Ya estaba tardando en referirme a Iván Redondo en esa nueva etapa de animador de las tertulias políticas. Desde La Vanguardia, los lunes, ofrece brillantes análisis; proyecciones de futuribles para provocar a los politólogos a agitar la cesta especulativa. En su artículo del lunes, el susurrador se refiere a cómo la ley electoral impulsa a los partidos que superan el 30 por ciento, primándolos en su circunscripción, la provincia. Tengan más o menos población con lo que, eso lo añado, favorecen mayorías no representativas. El artículo previene que el tándem Ayuso y Vox podría lograr la mayoría icónica de los 202 escaños con solo el 35 por ciento de los votos gracias a la ley electoral. Y nos recuerda que, en escenarios de bipartidismo, Zapatero necesitó el 44 por ciento de los votos para alcanzar 164 y 169 escaños (2004 y 2008) y que Suárez logró sus mayorías de 165 y 168 escaños (1977 y 1979) con un 10 por ciento menos, el 34 por ciento. Ahora, con un porcentaje de voto parecido, 35 por ciento, y un escenario de multipartidismo, la coalición PP con Ayuso y Vox conseguiría la mítica mayoría de Felipe González en 1982.
La ley electoral data de enero 1977. Es preconstitucional. Fue diseñada por los expertos de La Moncloa para asegurar que el partido de Adolfo Suárez ganara las elecciones generales de aquel año y, en una estrategia general, para fortalecer los partidos recién creados y a sus dirigentes; buscando liderazgos fuertes, que después se han convertido en los mayores obstáculos para la democratización interna de los partidos políticos. Optó, para el Congreso, por candidaturas con listas cerradas y bloqueadas (el elector no puede elegir el orden de preferencia) para evitar que los electores tuvieran demasiado qué decir; no fuera que estuvieran por más reformas que las permitidas por el pacto de la Transición.
Desde las primeras elecciones, la tónica del mapa electoral ha sido una marcada rigidez en los resultados electorales hasta la irrupción de los nuevos partidos. Debido a que la circunscripción electoral es la provincia y, al haber más provincias en la España interior, esto supone un plus de representatividad política en el Senado, de forma clamorosa, pero también en el Congreso. En 1977 podría considerarse razonable que la circunscripción electoral fuera la provincia, cuando era la instancia administrativa de rango intermedio entre municipios y estado, pero hoy, después de haberse completado el ordenamiento autonómico, la demarcación razonable, buscando cierta homogeneidad dentro de las demarcaciones electorales, sería la autonomía.

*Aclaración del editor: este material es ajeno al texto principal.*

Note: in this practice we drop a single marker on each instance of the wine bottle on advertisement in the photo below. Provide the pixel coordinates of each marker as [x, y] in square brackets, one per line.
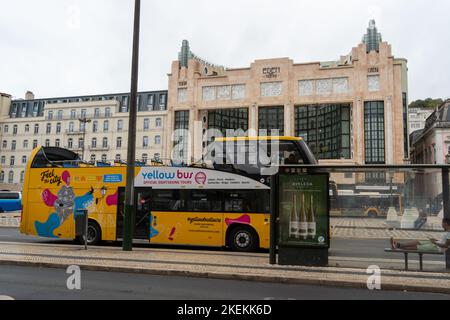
[303, 223]
[293, 222]
[312, 226]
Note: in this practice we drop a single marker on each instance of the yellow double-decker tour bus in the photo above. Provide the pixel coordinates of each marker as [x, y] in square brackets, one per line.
[174, 205]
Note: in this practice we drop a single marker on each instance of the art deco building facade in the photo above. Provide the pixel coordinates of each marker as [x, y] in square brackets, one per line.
[26, 124]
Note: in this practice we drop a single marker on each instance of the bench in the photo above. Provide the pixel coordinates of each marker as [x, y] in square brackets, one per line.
[406, 252]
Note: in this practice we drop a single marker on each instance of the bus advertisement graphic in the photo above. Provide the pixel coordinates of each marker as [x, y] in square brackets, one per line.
[304, 210]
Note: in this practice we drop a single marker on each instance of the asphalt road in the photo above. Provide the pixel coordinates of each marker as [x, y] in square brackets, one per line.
[360, 248]
[46, 283]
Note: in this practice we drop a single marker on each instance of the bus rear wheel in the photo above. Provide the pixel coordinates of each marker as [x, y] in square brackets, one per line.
[243, 238]
[94, 234]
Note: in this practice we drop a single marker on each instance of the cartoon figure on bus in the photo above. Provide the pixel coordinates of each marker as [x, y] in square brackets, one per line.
[65, 203]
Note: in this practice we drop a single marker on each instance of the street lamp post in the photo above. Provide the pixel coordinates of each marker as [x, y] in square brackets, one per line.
[83, 121]
[128, 227]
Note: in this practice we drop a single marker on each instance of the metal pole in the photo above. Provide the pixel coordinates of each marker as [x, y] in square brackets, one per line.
[85, 229]
[446, 204]
[128, 226]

Veamos unas magnitudes que apuntalarían a esa tesis. Actualmente, la España interior con el 15,17 por ciento (7.136.210 habitantes) tiene una representación de 80 diputados, el 22,85 por ciento del Congreso. Cada diputado representa a 89.202 electores. Al otro lado, la España periférica (mediterránea y de la costa atlántica) con una población de 39.889.980 habitantes, el 84,82 por ciento del total de la población española, obtiene una representatividad política en el Congreso del 77,14 por ciento, y cada diputado está respaldado por 147.740,73 electores. Es evidente que los votos de los españoles de la España interior (exceptuamos el caso de Madrid, una conurbación excepcional) valen un cincuenta por ciento más que sus conciudadanos de la España periférica.
En el caso del Senado el sesgo de representatividad a favor de la España interior es aún más abultado. La España interior escoge, entre los elegidos por sufragio en provincias y los de designación por asamblea autonómicas, un total de 74 senadores. El 28 por ciento del total de la representación política, con solo el 15,17 por ciento de la población. Y es evidente que la España interior, la antigua Corona de Castilla y de lengua materna castellana no comparte, ni de lejos, los anhelos de democracia cultural y antropológica de la España periférica. No es extraño, pues, que sea el feudo tradicional de la derecha y de la extrema derecha.